Although his point is valid, to a degree, generalizing that all students are “obsessed with their phones” is an unfair characterization of high school students as three-quarters of 25-29 year olds actually sleep with their phones, according to a Time article.

Kagan argued that students “turn to their phones for happiness and get an artificial dose of it, but it is not deep.”

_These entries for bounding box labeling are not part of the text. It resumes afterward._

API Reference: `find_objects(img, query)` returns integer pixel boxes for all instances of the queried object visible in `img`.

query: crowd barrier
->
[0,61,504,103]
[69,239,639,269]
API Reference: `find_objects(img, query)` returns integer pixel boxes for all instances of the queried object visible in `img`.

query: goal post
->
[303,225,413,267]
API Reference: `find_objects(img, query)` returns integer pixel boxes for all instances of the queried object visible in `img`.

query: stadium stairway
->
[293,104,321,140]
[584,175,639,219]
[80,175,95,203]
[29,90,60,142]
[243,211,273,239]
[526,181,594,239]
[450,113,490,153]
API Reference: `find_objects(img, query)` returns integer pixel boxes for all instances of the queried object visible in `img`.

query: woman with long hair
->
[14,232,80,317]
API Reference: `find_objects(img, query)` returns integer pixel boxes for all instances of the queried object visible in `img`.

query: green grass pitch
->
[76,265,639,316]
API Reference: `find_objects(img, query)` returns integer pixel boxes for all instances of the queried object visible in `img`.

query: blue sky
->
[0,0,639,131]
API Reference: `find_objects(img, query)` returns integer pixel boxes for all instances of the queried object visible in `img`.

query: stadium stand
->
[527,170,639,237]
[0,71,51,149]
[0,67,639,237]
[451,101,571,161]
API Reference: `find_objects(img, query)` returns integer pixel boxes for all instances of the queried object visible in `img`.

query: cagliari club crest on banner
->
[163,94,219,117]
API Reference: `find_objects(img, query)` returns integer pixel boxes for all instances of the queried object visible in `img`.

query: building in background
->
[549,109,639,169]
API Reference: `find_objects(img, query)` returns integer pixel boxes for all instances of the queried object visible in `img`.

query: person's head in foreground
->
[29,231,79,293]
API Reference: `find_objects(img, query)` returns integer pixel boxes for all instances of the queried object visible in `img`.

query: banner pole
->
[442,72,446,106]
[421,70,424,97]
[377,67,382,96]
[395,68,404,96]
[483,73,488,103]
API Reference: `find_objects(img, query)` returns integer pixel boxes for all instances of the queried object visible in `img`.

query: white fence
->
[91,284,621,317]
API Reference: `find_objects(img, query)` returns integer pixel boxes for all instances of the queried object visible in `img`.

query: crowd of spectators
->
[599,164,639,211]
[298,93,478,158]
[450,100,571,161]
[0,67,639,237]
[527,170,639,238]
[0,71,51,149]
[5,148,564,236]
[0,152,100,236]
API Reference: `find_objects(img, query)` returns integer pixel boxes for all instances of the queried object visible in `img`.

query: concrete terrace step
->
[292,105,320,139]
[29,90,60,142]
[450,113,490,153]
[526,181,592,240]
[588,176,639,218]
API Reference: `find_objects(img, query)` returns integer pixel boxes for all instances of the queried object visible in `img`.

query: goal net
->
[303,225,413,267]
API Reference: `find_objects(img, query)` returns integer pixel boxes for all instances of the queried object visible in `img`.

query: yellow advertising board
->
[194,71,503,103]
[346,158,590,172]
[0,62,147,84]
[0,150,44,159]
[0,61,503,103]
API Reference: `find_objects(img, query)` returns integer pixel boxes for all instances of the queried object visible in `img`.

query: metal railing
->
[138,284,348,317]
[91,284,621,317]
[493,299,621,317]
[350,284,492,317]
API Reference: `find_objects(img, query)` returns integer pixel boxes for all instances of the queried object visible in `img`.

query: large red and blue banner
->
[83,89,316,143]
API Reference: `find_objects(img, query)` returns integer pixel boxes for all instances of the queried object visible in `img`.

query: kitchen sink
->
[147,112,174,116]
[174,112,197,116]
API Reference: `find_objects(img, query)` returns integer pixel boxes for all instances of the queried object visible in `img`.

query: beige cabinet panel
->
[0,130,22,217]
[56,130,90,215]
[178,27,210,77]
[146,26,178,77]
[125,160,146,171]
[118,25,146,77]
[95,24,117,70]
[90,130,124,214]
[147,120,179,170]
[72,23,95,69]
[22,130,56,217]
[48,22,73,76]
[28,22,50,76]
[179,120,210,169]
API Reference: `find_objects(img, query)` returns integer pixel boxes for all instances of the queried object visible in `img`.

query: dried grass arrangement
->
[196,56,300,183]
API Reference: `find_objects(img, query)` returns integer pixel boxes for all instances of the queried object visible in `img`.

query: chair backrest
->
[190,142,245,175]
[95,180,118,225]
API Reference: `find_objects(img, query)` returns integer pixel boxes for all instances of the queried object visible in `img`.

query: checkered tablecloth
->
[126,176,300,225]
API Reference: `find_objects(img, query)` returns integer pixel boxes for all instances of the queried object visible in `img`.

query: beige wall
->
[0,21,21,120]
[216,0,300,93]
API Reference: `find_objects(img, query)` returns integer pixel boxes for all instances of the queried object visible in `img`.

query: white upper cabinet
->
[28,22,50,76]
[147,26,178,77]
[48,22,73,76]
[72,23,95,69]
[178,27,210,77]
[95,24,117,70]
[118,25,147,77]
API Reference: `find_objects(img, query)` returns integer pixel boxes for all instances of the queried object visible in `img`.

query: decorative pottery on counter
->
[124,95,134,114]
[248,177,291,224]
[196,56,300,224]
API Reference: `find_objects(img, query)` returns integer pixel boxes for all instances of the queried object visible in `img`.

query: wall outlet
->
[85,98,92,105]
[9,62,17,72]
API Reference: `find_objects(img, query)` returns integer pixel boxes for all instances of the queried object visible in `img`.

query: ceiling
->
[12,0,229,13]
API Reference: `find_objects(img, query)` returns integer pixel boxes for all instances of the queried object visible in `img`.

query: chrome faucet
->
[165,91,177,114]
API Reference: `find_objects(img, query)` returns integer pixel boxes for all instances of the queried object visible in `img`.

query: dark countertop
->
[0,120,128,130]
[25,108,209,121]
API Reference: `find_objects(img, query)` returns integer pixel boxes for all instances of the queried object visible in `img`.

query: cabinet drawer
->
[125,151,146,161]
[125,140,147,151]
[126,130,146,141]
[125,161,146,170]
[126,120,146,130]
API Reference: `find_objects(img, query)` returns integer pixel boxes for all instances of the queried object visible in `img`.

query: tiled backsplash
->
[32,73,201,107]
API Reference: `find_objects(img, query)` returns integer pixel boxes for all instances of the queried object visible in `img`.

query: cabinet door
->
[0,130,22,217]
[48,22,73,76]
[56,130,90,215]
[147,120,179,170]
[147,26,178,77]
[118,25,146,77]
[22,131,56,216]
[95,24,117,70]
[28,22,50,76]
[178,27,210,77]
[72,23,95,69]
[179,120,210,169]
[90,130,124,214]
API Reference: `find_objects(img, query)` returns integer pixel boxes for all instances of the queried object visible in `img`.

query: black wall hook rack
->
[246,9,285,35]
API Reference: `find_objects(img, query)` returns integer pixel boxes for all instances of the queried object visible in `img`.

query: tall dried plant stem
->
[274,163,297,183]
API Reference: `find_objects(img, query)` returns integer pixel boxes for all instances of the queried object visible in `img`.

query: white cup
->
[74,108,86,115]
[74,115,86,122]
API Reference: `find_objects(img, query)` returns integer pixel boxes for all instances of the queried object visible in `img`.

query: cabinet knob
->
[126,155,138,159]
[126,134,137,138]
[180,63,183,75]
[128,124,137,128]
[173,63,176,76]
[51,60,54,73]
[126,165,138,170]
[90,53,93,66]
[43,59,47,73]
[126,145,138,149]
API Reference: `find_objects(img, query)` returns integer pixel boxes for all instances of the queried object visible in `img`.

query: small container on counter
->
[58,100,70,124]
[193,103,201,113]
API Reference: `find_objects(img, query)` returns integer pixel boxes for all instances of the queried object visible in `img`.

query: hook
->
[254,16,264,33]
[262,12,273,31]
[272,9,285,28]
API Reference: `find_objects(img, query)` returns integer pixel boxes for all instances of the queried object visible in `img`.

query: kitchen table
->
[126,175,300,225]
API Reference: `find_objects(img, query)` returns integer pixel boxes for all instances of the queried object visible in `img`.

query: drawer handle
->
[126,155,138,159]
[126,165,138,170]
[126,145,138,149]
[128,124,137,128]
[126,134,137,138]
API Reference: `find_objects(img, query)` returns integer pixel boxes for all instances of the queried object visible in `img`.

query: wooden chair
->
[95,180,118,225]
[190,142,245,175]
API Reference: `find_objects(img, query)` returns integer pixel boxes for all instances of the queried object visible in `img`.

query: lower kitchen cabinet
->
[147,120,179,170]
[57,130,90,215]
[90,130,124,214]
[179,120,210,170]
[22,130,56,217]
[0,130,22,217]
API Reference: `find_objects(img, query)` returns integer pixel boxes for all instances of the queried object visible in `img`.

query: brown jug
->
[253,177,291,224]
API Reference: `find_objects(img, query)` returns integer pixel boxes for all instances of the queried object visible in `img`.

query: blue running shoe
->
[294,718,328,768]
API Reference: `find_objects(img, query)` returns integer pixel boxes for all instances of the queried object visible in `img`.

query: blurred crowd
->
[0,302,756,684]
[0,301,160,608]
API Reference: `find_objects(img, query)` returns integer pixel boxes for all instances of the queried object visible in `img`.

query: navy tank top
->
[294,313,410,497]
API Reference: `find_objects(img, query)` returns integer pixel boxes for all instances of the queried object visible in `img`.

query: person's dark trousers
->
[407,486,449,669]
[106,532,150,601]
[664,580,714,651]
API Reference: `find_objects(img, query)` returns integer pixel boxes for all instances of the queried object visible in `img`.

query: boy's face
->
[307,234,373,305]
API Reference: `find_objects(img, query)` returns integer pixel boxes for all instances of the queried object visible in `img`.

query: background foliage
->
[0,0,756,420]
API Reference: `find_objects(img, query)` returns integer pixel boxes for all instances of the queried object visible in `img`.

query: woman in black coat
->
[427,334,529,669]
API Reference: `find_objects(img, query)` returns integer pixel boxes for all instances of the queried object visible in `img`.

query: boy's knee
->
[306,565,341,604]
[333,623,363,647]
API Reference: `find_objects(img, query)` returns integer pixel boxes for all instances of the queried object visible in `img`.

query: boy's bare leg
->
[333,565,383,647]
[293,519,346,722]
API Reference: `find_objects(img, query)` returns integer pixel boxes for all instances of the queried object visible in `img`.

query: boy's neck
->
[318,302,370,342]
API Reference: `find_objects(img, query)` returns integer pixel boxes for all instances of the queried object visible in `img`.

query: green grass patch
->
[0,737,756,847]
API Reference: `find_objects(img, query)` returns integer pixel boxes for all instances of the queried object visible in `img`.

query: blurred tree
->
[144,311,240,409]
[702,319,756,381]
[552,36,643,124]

How are Kagan structures any different? Turning to your “shoulder partner” and being forced to have a “Round Robin discussion” about our carbon footprint or Frankenstein is not a genuine and meaningful interaction, but is rather a synthetic form of communication.

Don’t get me wrong. I appreciate the idea behind Kagan. I support student engagement, I just find “Stand Up, Hand Up, Pair Up,” of limited use for high school students. 

In college, “Numbered Heads Together” are not going to be carried out in formal lecture settings. In the workplace, there will not be a Kagan teacher to facilitate group discussion. We are going to have to be socially competent enough to do this on our own. Of course, school is the place where students learn these skills, but Kagan structures should not be the way schools teach it. 

Spencer Kagan, the founder of the Kagan organization, wrote, “It is the skills of the teacher that determine success or failure for many students.”

Kagan seems to imply that student personal responsibility is virtually nonexistent. It blames teachers for many problems that occur because of student circumstances or decisions.

It is the students’ own determination and motivation that contributes to their academic achievement. Teachers are mentors that instruct, assist, and support. They record grades; students generate them.

The purpose of Kagan structures may be to facilitate greater discussion among students, but as a student in Kagan classrooms who actually has to use these structures daily, they can feel synthetic and forced. They are not the Holy Grail of modern day education, and time will tell whether they are worth the price tag.